Ortiz instead focuses only on Lubin. With wins over Terrell Gausha, Jeison Rosario and Jesus Ramos, together with an up-and-down Fight of the Year banger involving Fundora, Lubin’s appetite for destruction is obvious.
And Lubin does not fear Ortiz. He sees him as a third successive undefeated opponent whom he can inflict a first-ever loss upon. “I fought top opposition after top opposition, and Vergil Ortiz is no different,” Lubin told Uncrowned in September. “He’s another top fighter. This is my third undefeated fighter in a row, and I’m looking to become that dude at 154 pounds.”
That’s what makes Lubin so dangerous, and why Ortiz remains focused on his imminent opponent rather than outside noise. “I want to win,” Ortiz said. “And I want to win looking good. Just being in the ring with someone with the pedigree like Erickson, it motivates me to train harder, to actually want to come to the gym.”
Ortiz is “ready to go,” he said, but once the topic turned to Lubin’s prowess against punchers like Ramos, and how electric it was being ringside for Lubin’s war against Fundora — a bout in which both men received counts from the referee — Ortiz changed his tone. “I do not want to end up on the floor,” he said. “That is not what I want.
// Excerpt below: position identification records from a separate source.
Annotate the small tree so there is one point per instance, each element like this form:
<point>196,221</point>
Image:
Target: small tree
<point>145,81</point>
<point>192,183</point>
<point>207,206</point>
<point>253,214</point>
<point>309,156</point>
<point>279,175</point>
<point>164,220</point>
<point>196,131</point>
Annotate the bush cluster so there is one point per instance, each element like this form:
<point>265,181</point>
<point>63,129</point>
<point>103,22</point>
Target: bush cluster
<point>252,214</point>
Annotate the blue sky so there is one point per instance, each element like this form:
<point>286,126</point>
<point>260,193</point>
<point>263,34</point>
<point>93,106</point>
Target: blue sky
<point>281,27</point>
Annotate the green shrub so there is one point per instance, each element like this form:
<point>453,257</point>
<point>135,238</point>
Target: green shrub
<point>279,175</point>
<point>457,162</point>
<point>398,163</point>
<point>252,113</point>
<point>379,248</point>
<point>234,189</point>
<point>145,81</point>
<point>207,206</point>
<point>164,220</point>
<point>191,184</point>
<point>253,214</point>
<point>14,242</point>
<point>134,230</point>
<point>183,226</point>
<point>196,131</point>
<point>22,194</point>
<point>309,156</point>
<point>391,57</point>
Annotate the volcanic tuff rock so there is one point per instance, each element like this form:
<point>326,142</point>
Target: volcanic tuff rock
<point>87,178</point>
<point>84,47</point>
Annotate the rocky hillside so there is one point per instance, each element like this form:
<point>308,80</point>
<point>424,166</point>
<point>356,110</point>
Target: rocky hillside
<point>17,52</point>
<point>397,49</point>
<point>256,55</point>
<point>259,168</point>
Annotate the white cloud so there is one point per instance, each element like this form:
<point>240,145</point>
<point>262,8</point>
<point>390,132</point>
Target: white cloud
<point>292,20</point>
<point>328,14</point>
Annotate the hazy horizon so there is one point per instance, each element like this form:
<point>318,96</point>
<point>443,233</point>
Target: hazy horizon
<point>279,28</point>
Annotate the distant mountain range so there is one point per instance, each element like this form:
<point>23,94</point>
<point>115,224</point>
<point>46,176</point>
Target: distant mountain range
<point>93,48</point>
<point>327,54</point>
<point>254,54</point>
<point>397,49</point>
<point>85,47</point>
“But as far as a fire-fight, that’s it. It’s very exciting. If you think you’re excited just watching those fights, imagine actually being inside one as one of those fighters that’s actually part of it. It’s a hundred times more invigorating. It’s just a different feeling that you really can’t describe unless you’re in it. And I’ll be in it.”
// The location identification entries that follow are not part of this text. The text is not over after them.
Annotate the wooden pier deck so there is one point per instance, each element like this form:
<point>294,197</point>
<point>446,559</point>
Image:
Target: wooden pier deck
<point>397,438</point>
Ortiz and Lubin might not be the only marquee fighters in that Fort Worth ring, as “Boots” Ennis and his promoter Eddie Hearn — heated rivals of both Ortiz and his own promotional representative, Oscar de la Hoya — will be present. Ortiz and “Boots” are linked with a 2026 fight. It’s one of the baddest bouts boxing could make. Two fighters who are both in their prime and can both bang. It’s the very recipe that makes combat so great.
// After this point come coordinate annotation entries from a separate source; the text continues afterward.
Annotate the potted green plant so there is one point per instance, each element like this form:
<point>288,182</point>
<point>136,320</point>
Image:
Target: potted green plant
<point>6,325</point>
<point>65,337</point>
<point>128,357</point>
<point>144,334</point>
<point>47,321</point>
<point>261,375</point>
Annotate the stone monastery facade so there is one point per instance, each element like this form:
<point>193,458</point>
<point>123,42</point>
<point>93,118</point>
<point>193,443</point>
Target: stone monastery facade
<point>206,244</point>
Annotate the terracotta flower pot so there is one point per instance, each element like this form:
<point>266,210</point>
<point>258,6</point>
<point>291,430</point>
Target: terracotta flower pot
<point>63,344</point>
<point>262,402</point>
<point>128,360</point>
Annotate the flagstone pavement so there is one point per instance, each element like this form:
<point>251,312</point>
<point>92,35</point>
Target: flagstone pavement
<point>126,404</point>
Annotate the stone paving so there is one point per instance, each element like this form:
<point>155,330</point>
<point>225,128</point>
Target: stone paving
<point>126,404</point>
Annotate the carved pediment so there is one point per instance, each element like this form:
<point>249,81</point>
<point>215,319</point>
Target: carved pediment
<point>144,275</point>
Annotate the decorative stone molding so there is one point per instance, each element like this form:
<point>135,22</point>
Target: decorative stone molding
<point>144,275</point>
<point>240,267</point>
But, again, Ortiz brushes aside any distractions outside of Lubin.
“It sounds like [Ennis and Hearn] are going to be there, and it doesn’t bother me,” Ortiz said. “I’m going there to take care of Lubin, and that’s it.”
He added: “If they want to come to the fight, well, it’s a public event. They’re free to do what they wish. That’s really just how I see it — that they’re a spectator. And they’re a spectator from the start of the show until the end of the show. It doesn’t bother me. They can do what they want.”
Ortiz has already taken life’s hardest shots and kept moving forward.
On Saturday, he plans to hit back even harder.